I’m just salty because I’m in an environment where the cancer care is usually initiated by the med oncs regardless of the primary (strong presence in the community) so I do see what it’s like when the med onc makes all the treatment/management decisions and it can be devastating.

I think as a field, we have de-valued our role as an “oncologist” and I’m not willing to accept that as our fate. So I apologize if I seem upset anytime I see a med onc making radiation decisions regardless if it’s the right move or not.

 

[Palex80]

I’m just salty because I’m in an environment where the cancer care is usually initiated by the med oncs regardless of the primary (strong presence in the community) so I do see what it’s like when the med onc makes all the treatment/management decisions and it can be devastating.

I think as a field, we have de-valued our role as an “oncologist” and I’m not willing to accept that as our fate. So I apologize if I seem upset anytime I see a med onc making radiation decisions regardless if it’s the right move or not.

Shut up and go back to your basement to play with your cancer killing machine! Your job is to push the buttons.

 

[Radonc90]

The problem with medonc referral is more severe than that...

1. We radonc's are outnumbered by medonc's. In 2011, there were some 13,000 medoncs in the US per ASCO.
So you can see that for every 1 radonc, there are some 3-4 medoncs.

2. Medonc training is far behind time.

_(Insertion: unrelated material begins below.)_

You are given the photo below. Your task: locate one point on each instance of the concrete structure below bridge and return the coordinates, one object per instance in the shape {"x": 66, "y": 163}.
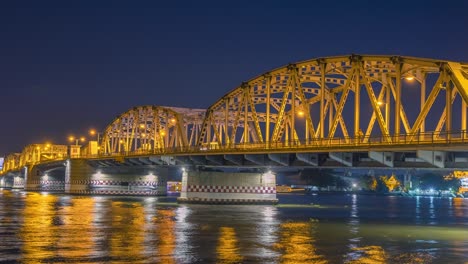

They don't even have any surgical training like some of us do.
They don't even know the human anatomy that well.
They don't do Gyn, HN or rectal exam, it is not part of their training and pts get chemo anyway, why bother with the physical exam.

3. PCPs have little or no training in oncology, so the minute the PCP diagnoses their patients with cancer, they ship them to medonc bc in the PCP's mind, oncology is too complex (it is true), so PCPs use medonc as their "Air Traffic Controllers".
Except for the fact that the ATC sends the planes to the wrong airports about 40% of the time lol...

4. Medoncs that I deal with play a lot of stupid politics to their liking.

Here are some examples that I see repeatedly.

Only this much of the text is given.